Amarble statue of the Anatolian mother goddess Cybele created 2,350 years ago has been discovered in the ancient city of Antandrus, located in the Edremit district of western Türkiye’s Balıkesir province.
Antandros was an ancient Greek city on the southern foothills of Mount Ida, rediscovered in modern times. Although the foundation date of the city is debated, it is believed to be earlier than the seventh century B.C. Recent excavations have unearthed many ancient historical heritages at the site, including a 2,350-year-old Cybele statue.
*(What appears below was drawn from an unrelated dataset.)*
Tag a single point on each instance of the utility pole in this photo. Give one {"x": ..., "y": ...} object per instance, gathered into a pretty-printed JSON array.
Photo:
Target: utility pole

Speaking to Anadolu Agency (AA), professor Gürcan Polat of Ege University Faculty of Letters Archaeology Department, who is the head of the excavations in the ancient city, said that the artifact was found during their 21st excavations. Noting that the statue was used as a stone in the walls of the Roman villa in Antandrus, Polat continued: “The artifact, unfortunately, is not in a well-protected situation. However, we can understand it depicts the mother goddess Cybele.”
Stating that Cybele was a very important goddess for Mount Ida, Polat said: “As it is known, Mount Ida offers a magnificent nature and wildlife. And as the protector of them, Cybele undertook an inevitable task in the ancient settlements here. We know from ancient sources that there is a cult called ‘Cybele Idean,’ which means ‘Cybele from Ida.'”
Polat informed that the statue depicts Cybele sitting on the throne with lion figures on both sides along with another lion on her lap.